Crypto’s relative performance continues to stand out against that backdrop. The total crypto market cap sits at $2.32 trillion, roughly unchanged over the past week, a period in which the Nasdaq 100 dropped about 5%. Bitcoin has spent the entire war trading between roughly $65,000 and $73,000, selling on every escalation but refusing to break structurally lower even as equities form a clear downtrend.

“Crypto has pulled back, but appears stronger than stocks,” said Alex Kuptsikevich, chief market analyst at FxPro. “Although the cryptocurrency market remains below its 50- and 200-day moving averages, it is finding support on dips to the lows seen since early February, demonstrating horizontal stabilization following the slump, while equities are forming a downtrend.”
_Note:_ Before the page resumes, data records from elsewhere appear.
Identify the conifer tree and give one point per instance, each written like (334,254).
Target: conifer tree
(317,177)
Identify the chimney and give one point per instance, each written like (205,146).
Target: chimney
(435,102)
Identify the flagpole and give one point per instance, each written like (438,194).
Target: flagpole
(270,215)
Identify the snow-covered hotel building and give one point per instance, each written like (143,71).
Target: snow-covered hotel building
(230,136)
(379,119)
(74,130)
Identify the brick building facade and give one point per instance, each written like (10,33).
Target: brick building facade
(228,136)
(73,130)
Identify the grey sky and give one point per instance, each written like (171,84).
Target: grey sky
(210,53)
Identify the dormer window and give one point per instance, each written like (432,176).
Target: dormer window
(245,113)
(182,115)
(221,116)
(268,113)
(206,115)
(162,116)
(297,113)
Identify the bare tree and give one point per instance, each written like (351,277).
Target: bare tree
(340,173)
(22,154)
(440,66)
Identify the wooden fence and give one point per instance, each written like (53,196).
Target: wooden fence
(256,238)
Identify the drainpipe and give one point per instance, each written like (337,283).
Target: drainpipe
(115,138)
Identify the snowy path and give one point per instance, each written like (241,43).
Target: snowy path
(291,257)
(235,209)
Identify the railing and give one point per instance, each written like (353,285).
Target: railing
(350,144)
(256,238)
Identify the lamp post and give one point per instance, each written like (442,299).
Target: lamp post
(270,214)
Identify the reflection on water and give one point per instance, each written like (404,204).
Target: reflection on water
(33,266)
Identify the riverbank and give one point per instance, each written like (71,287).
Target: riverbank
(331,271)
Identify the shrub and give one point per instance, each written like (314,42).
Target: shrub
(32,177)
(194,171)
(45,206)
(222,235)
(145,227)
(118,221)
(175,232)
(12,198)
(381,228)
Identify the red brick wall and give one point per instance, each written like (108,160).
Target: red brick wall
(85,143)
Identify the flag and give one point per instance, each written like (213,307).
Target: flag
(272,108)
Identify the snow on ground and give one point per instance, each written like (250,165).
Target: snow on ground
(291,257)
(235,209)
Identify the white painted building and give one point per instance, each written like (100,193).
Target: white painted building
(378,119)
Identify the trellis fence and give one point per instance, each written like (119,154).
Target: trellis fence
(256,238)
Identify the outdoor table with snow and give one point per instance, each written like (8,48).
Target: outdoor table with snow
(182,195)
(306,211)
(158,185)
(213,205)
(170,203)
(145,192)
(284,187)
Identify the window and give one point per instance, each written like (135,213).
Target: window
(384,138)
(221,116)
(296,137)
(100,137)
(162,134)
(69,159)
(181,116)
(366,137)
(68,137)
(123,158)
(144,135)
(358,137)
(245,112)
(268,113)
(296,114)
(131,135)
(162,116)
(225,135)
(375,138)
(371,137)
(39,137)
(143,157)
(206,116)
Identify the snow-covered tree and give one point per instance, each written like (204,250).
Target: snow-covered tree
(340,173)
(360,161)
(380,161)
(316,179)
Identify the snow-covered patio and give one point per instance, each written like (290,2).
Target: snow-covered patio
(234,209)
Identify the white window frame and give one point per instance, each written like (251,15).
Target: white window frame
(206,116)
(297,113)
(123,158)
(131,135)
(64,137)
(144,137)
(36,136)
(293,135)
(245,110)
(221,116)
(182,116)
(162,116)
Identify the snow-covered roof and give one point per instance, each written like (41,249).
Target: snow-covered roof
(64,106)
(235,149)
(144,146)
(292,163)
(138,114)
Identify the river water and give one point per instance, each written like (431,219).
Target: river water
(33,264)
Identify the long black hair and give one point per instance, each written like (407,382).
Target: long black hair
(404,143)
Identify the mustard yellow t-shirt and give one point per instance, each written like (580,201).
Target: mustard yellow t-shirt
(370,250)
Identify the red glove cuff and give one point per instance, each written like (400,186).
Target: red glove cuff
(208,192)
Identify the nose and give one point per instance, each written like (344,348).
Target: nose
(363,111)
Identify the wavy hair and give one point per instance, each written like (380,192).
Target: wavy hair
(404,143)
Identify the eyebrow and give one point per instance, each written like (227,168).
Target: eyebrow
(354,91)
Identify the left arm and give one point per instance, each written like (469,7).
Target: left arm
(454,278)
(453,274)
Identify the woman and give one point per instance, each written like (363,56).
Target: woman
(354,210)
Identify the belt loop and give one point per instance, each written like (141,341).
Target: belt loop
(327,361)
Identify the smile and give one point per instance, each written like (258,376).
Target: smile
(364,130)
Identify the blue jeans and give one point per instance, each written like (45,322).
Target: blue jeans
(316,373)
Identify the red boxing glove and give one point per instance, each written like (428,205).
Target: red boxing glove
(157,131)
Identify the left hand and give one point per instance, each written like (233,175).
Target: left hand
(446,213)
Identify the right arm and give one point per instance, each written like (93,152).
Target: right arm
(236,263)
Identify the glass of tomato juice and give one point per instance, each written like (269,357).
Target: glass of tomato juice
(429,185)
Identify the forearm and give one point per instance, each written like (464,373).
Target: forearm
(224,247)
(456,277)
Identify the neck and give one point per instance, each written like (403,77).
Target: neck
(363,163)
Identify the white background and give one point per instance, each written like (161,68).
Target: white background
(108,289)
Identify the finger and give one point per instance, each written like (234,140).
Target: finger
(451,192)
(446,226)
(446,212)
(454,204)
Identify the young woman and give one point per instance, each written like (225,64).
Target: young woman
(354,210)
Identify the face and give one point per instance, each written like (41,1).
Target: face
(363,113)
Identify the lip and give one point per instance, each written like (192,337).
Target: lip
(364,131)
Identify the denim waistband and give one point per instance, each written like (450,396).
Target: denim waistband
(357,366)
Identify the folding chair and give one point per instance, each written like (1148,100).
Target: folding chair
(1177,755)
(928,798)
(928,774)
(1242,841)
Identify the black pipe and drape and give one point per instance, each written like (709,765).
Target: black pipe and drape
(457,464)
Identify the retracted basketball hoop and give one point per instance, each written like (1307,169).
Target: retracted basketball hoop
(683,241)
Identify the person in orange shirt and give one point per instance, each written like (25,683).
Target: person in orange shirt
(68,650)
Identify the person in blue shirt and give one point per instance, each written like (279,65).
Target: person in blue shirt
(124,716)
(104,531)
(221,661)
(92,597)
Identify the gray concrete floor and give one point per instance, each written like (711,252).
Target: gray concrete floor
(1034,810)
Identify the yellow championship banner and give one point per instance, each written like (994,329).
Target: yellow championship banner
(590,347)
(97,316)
JPMorgan noted Monday that bitcoin is weathering the Iran crisis better than gold and silver, a notable observation given that gold’s unprecedented losing streak has been the single most disorienting signal in global markets for weeks. The traditional safe haven is falling during an active war while the asset that’s supposed to be the volatile one holds its range.

The question heading into April is what a potential end to the conflict actually means for crypto.

A ceasefire would remove the headline risk that has kept bitcoin range-bound, but a closed Hormuz even after a U.S. withdrawal would keep oil elevated and inflation expectations sticky, complicating the rate-cut path the market has been waiting on.

Monday’s dip below $65,200 and snap recovery above $67,000 looked like a stop-hunt that found real demand underneath. Whether that demand holds through April depends on whether Trump’s willingness to end the war turns into an actual off-ramp, or just another headline in a month that’s been full of them.